Flowers provide a temporary splash of colour in the garden, but foliage plants will give you colour all year round. There are many beautiful conifers which have blue foliage, including some dwarf varieties. They create a stunning and very classy look in the garden, and they grow particularly well in the cooler parts of Australia. Here is Don’s selection of some of the best blue foliaged conifers available.

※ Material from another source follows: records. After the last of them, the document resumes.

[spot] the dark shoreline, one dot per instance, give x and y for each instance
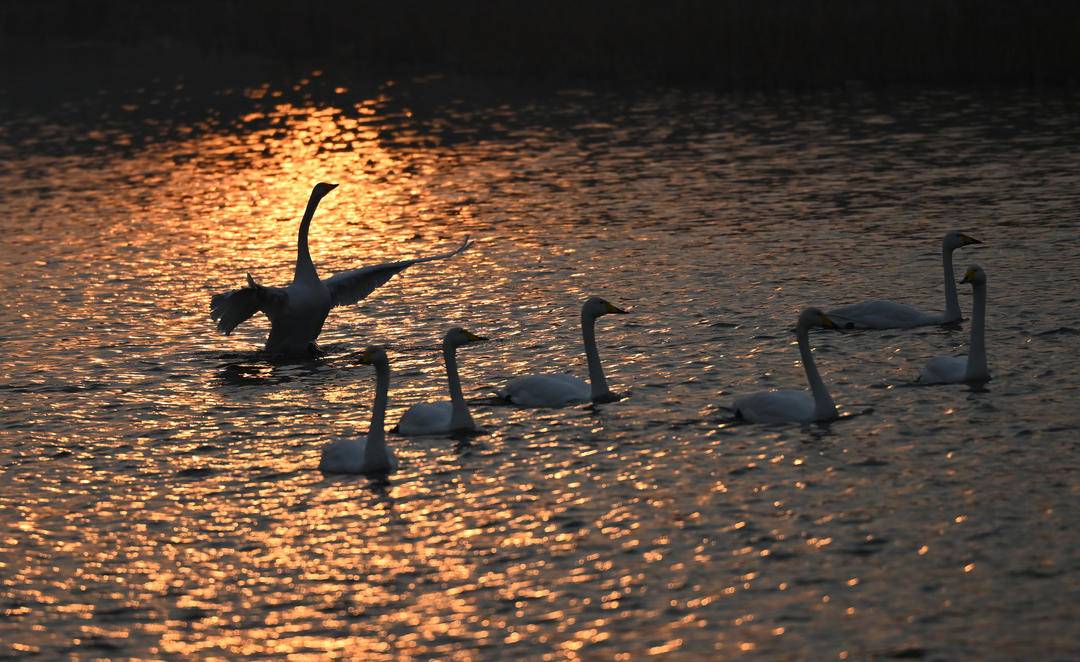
(726, 44)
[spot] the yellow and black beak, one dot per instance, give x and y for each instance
(366, 357)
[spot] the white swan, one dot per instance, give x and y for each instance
(794, 406)
(297, 312)
(971, 367)
(559, 390)
(889, 314)
(370, 454)
(447, 416)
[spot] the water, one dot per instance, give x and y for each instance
(159, 492)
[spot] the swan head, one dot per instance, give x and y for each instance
(321, 189)
(813, 316)
(459, 337)
(373, 355)
(974, 274)
(594, 307)
(955, 240)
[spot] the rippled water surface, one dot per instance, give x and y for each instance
(159, 492)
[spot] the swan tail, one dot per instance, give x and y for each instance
(231, 309)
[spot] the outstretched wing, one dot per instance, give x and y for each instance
(351, 286)
(235, 307)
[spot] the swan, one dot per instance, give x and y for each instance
(794, 406)
(297, 312)
(559, 390)
(370, 454)
(879, 313)
(971, 367)
(447, 416)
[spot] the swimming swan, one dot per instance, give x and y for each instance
(559, 390)
(370, 454)
(447, 416)
(889, 314)
(971, 367)
(794, 406)
(297, 312)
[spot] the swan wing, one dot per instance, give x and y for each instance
(427, 418)
(230, 309)
(547, 391)
(775, 407)
(944, 369)
(351, 286)
(880, 313)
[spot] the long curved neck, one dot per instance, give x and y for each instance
(375, 450)
(976, 355)
(824, 408)
(305, 268)
(459, 410)
(597, 382)
(952, 301)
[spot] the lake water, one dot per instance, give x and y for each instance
(159, 491)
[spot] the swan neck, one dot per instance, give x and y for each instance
(597, 382)
(976, 355)
(952, 301)
(305, 268)
(824, 407)
(459, 410)
(375, 451)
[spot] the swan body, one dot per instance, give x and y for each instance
(880, 313)
(297, 312)
(448, 416)
(562, 390)
(972, 366)
(366, 455)
(794, 406)
(547, 391)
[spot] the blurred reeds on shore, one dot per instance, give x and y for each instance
(728, 43)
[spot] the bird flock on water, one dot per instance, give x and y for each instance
(297, 312)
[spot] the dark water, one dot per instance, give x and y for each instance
(158, 485)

Popular for ornamental planting in large parks and gardens, Cedrus atlantica is native to the Atlas Mountains of Algeria and Morocco. C. atlantica ‘Glauca’ is a lovely cultivar with rich, waxy blue leaves all year round. Like the species, it is a very big plant, growing to 20m (60′) or more. It is very hardy in most zones of Australia except for tropical and subtropical regions.

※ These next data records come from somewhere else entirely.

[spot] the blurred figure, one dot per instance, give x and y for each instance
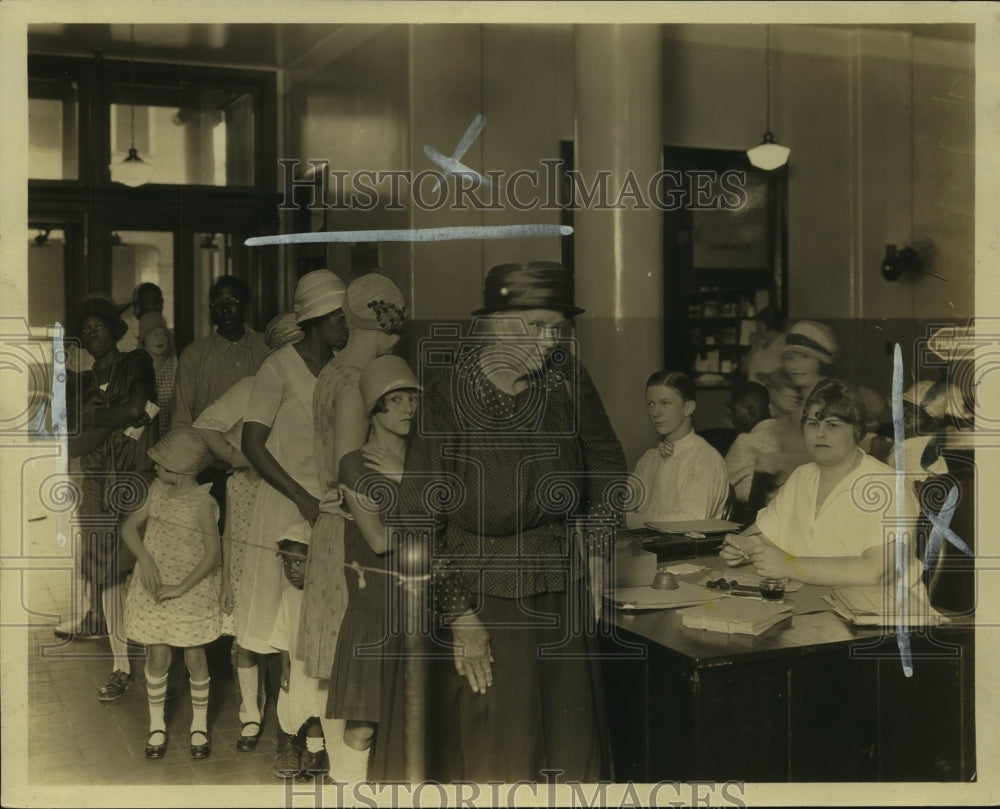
(758, 435)
(156, 339)
(146, 297)
(766, 344)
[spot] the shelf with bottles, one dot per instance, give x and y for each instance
(723, 334)
(713, 303)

‘Blue Snake’ is a blue creeping dwarf Himalayan cedar which grows less than 2m (6′) high. It has bluish-green weeping foliage, and can be staked for a pendulous form.
Don thinks ‘Blue Ice’ is close to the best blue coloured conifer ever. It has silvery blue foliage and is a wind-hardy, drought tolerant, slow growing conical tree to 10m (30′) plus. Although it does grow tall, it can be trimmed into a hedge and kept to a smaller size. It is at its best in Sydney, Perth and areas south.
This is one of the new wave of exciting new blue conifers. ‘Blue Arrow’ is narrow like a pencil pine but it only grows to around 5m (15′) tall.
This is a prostrate plant growing less than a metre tall, with blue foliage which changes to a bronze purple colour in winter.
Don looked at a grafted specimen, but normally ‘Blue Star’ is a groundcover growing about 75cm tall and 1m (3′) wide. It has silvery blue, short spiky branchlets forming a globe-shaped bush.
While not really a true dwarf blue spruce, ‘Fat Albert’ is very slow growing. It will only reach about 2m (6′) tall in ten years, but it eventually grows into a full-sized blue spruce. ‘Fat Albert’ is best suited to the cold areas of Australia.
‘Minima’ is one of a number of miniature clones of Pinus strobus, a North American native growing to around 35m (100′) tall, with blue green foliage in clusters at the end of whorled, horizontal branches.
For a low growing, dense plant, Don likes Juniperus squamata ‘Blue Star’. He is sure another juniper, ‘Blue Arrow’, will become very popular for narrow areas, and for a large conifer, he thinks you can’t go past the hardy cedar, ‘Blue Ice’. Don also pointed out that there are some blue foliaged conifers that don’t perform well, such as Alligator Juniper (Juniperus deppeana var. pachyphlaea ‘Conspicua’).
Our segment was filmed at:
Conifer Gardens Nursery
Cnr Sherbrooke and Mt Dandenong Tourist Rds
Ferny Creek, VIC, 3786
Phone: (03) 9755 1793
Fax: (03) 9755 2677
(They stock all of the varieties mentioned above).
Blue foliaged conifers are available at specialist cool climate tree and conifer nurseries. Some varieties may be hard to find – ask your nursery to order them for you.
Expect to pay around $20-$25 for 200mm (8″) pots (more for grafted specimens). Slow growing forms such as ‘Blue Snake’, ‘Fat Albert’ or ‘Minima’ cost around $30-$45.